We have been in the BVI for eight weeks now and the days have flowed by – and flown by – like the rhythmic movement of the ever-present sea.
Wherever you look she is there, a great shifting, amorphous being, that breathes and moves around the lumps of rock we cling to. Movement, colour, light, shadow, glittering, moving, rolling, always moving, lulling – lulling. I feel lulled, not in a bad way. I don’t think. More in a gentle flowing with our day kind of way. It’s quite exquisite actually.
Art classes roll around twice a week, in two different schools and I find that I have an affinity for it. These classes mark the passage of time around which we weave the threads of our lives here.
Eli does school somewhat willingly. There are considerable petitions for double art and double writing instead of other subjects. I can understand this, they are his best and favourite subjects, along with math.
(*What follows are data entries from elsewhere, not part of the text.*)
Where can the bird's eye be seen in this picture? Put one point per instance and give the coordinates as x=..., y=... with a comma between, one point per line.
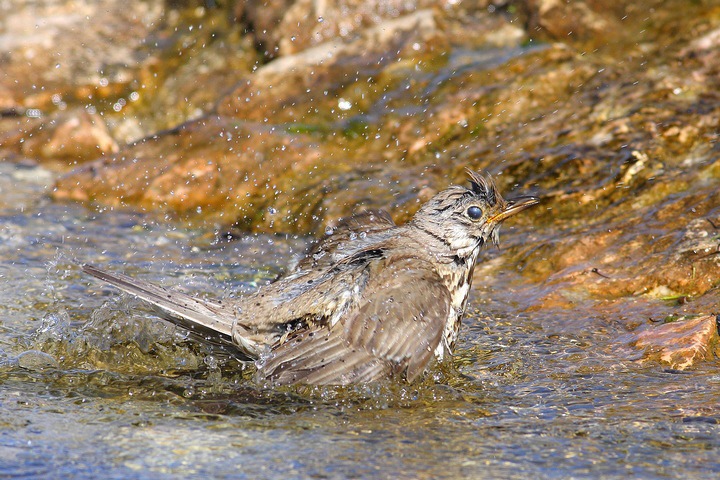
x=474, y=212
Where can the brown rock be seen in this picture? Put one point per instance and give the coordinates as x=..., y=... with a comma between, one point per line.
x=679, y=344
x=75, y=136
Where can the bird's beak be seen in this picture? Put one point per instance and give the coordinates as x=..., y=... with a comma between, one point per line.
x=514, y=206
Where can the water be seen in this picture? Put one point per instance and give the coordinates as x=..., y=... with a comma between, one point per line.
x=91, y=385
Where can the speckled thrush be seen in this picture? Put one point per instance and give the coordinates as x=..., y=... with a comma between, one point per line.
x=372, y=300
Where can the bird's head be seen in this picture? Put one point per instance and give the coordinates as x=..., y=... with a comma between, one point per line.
x=466, y=218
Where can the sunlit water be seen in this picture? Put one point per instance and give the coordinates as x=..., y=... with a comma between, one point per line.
x=92, y=386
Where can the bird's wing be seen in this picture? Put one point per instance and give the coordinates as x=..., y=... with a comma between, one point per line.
x=212, y=321
x=393, y=329
x=349, y=236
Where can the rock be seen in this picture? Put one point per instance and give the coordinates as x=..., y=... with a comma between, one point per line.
x=75, y=136
x=679, y=344
x=286, y=27
x=559, y=19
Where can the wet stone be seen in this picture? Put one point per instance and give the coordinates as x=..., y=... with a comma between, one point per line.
x=679, y=344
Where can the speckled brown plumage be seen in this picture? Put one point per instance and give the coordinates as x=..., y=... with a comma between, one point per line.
x=371, y=300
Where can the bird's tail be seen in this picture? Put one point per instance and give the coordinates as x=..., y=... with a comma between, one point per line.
x=210, y=321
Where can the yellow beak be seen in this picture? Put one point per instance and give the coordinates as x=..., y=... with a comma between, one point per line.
x=514, y=206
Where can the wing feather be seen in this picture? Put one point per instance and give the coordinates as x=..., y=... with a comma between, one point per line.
x=394, y=328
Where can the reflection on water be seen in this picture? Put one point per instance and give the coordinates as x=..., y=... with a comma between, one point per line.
x=92, y=385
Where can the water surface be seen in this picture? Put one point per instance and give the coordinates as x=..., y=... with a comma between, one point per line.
x=92, y=385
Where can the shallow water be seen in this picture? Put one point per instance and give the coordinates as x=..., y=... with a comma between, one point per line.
x=91, y=385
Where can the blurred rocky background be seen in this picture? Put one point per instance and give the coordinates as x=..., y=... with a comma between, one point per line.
x=284, y=115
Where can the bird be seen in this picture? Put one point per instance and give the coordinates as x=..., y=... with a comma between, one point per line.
x=370, y=301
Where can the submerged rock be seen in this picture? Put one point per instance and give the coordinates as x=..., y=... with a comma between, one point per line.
x=680, y=344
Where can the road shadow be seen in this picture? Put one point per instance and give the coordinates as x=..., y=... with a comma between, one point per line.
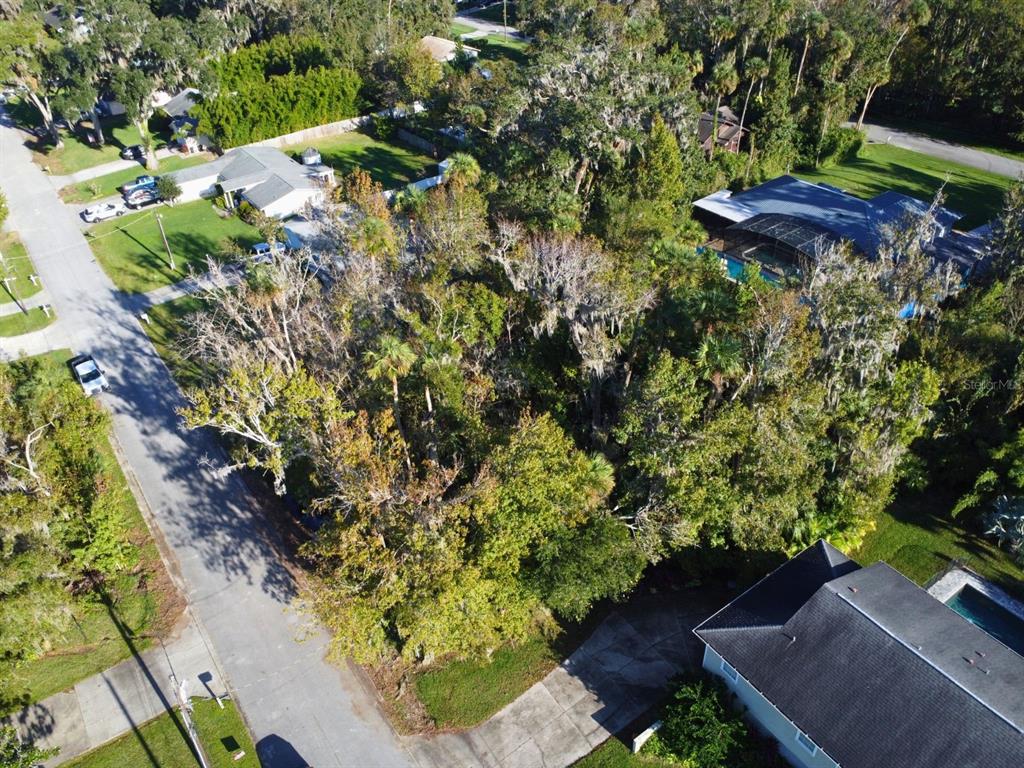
x=129, y=641
x=274, y=752
x=204, y=509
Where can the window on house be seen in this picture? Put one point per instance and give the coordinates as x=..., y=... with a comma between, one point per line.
x=730, y=671
x=806, y=742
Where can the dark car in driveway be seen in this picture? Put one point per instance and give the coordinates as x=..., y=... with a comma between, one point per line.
x=135, y=152
x=142, y=198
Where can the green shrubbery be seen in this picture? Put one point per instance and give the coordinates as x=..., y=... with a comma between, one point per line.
x=699, y=729
x=278, y=87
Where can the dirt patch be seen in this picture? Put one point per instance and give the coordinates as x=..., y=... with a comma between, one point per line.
x=394, y=683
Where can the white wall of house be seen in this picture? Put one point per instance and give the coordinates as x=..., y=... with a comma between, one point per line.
x=200, y=187
x=764, y=714
x=293, y=203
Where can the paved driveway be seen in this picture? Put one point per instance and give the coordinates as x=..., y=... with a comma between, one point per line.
x=616, y=676
x=944, y=150
x=301, y=710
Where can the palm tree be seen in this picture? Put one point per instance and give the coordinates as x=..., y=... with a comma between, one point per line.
x=756, y=70
x=724, y=80
x=815, y=28
x=392, y=359
x=721, y=359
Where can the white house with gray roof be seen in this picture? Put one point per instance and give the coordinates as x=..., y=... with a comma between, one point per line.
x=860, y=668
x=263, y=176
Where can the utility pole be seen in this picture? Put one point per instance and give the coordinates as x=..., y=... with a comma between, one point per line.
x=7, y=280
x=170, y=256
x=184, y=707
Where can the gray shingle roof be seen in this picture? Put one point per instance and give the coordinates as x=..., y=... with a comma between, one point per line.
x=861, y=221
x=264, y=173
x=872, y=668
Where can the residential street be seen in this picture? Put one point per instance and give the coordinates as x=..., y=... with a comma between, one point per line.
x=302, y=711
x=483, y=26
x=944, y=150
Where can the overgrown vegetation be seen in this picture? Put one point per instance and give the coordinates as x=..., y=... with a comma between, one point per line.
x=700, y=728
x=83, y=584
x=276, y=87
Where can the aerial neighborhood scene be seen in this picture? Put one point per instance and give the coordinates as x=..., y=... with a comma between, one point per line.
x=512, y=384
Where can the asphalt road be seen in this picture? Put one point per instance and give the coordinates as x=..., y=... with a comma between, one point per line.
x=301, y=710
x=944, y=150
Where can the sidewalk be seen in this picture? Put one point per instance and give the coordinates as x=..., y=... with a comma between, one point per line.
x=54, y=336
x=121, y=698
x=186, y=287
x=612, y=679
x=37, y=299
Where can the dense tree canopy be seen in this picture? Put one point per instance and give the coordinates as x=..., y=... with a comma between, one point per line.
x=60, y=520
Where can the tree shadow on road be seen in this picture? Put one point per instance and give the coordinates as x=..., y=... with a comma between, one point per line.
x=233, y=529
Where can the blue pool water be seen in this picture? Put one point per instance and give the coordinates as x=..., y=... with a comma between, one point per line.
x=990, y=616
x=735, y=268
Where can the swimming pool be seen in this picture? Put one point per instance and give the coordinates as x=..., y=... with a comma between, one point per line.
x=985, y=613
x=735, y=267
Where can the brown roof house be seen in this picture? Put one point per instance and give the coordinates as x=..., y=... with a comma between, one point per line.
x=729, y=132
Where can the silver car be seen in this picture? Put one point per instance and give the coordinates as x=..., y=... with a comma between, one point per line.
x=88, y=374
x=103, y=211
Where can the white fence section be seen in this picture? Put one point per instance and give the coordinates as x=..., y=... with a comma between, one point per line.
x=643, y=736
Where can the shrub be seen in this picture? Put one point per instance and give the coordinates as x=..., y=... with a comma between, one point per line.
x=697, y=729
x=384, y=127
x=274, y=88
x=1006, y=522
x=168, y=188
x=700, y=730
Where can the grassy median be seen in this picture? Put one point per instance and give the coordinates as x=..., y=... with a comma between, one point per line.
x=131, y=251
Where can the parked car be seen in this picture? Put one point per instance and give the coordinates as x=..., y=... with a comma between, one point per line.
x=135, y=152
x=140, y=182
x=141, y=198
x=103, y=211
x=262, y=253
x=88, y=374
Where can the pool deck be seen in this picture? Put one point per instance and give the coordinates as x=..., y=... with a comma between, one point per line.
x=957, y=578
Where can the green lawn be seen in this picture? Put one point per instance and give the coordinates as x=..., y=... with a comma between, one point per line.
x=976, y=194
x=498, y=47
x=918, y=537
x=953, y=134
x=164, y=328
x=614, y=754
x=15, y=264
x=131, y=251
x=162, y=741
x=141, y=603
x=19, y=323
x=104, y=186
x=390, y=164
x=461, y=694
x=77, y=154
x=495, y=13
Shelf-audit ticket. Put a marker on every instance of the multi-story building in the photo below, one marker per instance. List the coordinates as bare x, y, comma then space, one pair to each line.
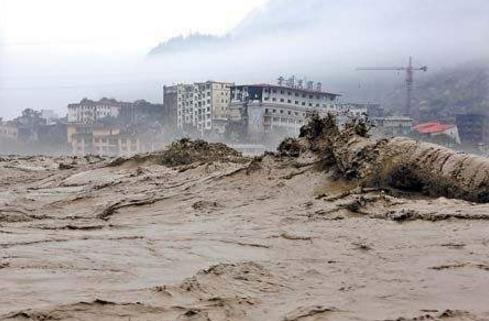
9, 130
112, 141
89, 112
271, 110
201, 108
391, 126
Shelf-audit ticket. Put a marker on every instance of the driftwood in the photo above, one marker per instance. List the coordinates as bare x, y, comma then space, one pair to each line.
401, 163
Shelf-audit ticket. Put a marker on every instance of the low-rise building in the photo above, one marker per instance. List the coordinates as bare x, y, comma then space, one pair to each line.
9, 130
112, 141
438, 132
473, 129
89, 111
391, 126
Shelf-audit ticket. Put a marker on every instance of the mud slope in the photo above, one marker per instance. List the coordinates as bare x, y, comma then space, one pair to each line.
230, 238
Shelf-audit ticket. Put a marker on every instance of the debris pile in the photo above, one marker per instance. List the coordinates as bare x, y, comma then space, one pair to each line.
401, 163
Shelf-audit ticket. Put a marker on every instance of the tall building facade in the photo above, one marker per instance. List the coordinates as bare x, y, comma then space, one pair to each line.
277, 109
198, 107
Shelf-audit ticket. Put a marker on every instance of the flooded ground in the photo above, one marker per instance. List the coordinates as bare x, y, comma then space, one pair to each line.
274, 238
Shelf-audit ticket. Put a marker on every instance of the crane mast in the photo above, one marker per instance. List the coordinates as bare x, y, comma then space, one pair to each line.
409, 80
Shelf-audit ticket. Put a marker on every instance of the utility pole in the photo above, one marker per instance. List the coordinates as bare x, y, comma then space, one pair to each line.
409, 80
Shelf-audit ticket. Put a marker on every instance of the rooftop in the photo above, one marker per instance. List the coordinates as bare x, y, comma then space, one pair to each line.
433, 127
290, 88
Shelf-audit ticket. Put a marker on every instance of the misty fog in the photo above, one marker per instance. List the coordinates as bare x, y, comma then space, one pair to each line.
323, 40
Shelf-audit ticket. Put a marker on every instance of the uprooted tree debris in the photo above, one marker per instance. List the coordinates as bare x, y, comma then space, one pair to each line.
399, 162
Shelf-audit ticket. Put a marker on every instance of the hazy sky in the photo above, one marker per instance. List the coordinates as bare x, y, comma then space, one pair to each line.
56, 52
129, 24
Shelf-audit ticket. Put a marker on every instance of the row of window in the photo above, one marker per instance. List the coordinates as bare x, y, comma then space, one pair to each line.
282, 100
281, 111
289, 93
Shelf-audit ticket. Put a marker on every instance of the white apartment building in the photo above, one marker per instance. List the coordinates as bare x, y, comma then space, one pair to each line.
278, 109
199, 106
88, 111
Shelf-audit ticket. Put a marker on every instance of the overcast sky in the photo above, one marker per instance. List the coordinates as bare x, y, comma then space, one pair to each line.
56, 52
53, 52
129, 24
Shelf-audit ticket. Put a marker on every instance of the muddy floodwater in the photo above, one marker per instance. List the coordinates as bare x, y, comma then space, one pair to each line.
274, 238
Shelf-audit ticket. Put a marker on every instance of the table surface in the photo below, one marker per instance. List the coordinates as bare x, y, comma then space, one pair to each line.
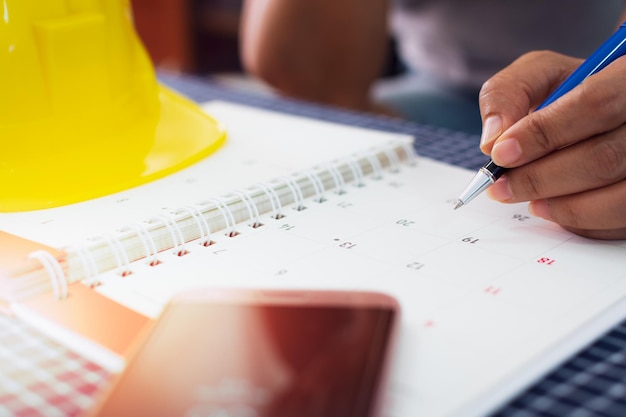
42, 378
592, 382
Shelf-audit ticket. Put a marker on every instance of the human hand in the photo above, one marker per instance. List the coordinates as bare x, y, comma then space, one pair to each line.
569, 157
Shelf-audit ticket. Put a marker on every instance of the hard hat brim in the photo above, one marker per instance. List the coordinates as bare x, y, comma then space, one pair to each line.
181, 135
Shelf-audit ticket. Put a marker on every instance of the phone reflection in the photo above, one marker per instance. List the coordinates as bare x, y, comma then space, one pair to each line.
227, 360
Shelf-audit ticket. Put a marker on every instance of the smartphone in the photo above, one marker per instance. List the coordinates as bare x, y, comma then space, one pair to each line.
259, 353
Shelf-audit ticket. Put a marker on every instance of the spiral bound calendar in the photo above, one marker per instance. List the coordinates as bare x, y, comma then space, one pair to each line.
491, 297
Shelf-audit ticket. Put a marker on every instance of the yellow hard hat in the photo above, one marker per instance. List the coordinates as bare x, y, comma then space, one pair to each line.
81, 112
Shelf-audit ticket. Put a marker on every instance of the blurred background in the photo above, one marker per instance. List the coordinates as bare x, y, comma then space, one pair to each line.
200, 37
190, 36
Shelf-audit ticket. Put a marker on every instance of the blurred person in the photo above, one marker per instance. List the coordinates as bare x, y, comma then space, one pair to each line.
570, 157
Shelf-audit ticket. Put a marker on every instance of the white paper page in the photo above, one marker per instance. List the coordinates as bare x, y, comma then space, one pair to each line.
485, 290
261, 146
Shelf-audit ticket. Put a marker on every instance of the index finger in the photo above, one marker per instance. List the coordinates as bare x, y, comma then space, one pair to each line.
594, 107
511, 94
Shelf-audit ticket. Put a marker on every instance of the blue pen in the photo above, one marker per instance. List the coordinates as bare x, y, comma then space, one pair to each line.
613, 48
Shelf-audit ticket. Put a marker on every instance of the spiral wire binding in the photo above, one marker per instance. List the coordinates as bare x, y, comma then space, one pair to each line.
152, 255
296, 191
375, 164
277, 208
357, 172
229, 219
54, 270
178, 240
320, 190
88, 254
253, 211
88, 263
340, 184
393, 160
202, 224
121, 256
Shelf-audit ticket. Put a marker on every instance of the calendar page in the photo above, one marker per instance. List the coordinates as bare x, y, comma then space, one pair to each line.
485, 291
488, 293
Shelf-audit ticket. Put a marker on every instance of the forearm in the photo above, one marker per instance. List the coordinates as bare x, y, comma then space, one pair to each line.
323, 50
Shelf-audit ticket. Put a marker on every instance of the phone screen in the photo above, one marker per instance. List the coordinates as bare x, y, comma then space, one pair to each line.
221, 359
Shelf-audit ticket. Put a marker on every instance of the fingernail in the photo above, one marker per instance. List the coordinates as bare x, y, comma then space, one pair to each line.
506, 152
491, 130
500, 190
540, 208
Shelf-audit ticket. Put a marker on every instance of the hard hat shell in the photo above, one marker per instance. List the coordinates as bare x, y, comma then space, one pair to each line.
81, 112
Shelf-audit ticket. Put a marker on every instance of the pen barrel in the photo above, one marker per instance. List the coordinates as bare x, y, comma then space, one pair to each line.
495, 170
609, 51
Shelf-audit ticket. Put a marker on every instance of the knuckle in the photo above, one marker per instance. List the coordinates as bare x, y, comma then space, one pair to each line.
603, 102
534, 184
609, 160
543, 136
He still exclusively draws dragons and extraordinarily detailed magical realms, but they are developing into something quite good. And his writing skills? Today, I was blown away. He’s come along in leaps and bounds.
Eli has a mind brimming with imaginary worlds, vivid imaginary worlds, full of magic, crystals, amulets and of course, dragons – and now we also have cats as protagonists so this could get interesting. He translates them to the page in his art, which is becoming more precise and detailed, but also in his stories, which are complex, dynastic, multi-planetary sagas that are surprisingly very well written.
He is writing one now about cats and asked me to read what he had recently worked on, and I did and then proceeded to have one of my laughing fits that I always get when I see or read something excellent by one of my students.
God, how they must have hated me. It didn’t happen all the time but sometimes, someone or a group would perform or do something so fricking beautifully, that it would make me laugh, hysterically. I mean, hysterically.
When I explained why I was laughing he looked genuinely pleased with himself.
We do school with the sea as our backdrop and spend what time we can swimming.
For both of us these are the best moments. Playing superhero-ninjas with the waves, snorkelling, practising my mermaid skills, free diving, just being in the water, merging with the sea. It can never get old, I don’t believe that for a second, because the sea is alive, always shifting.
For Eli, getting ice cream from Dolce Vita is probably high up there on the best moments list. It’s one of the main reasons on his list for wanting to move back here. Although the unsuitability of Ragdoll cats for this climate was almost a deal-breaker.
And so, the threads of our days weave together in a gentle rise and fall that mimics the sea breathing.
Everything else falls away. I closed my twitter account. I barely go on Instagram. I have little inclination to post anything. This will change at some point but for now I am content to shrink my world to the immediate, to the here and now. To revel in the cocoon of our making.
In my mind’s eye, I see an old Taino rocking on a woven hammock, eyes half shut watching the waves roll in. He looks at me and says, “The coconut falls when it is ready.”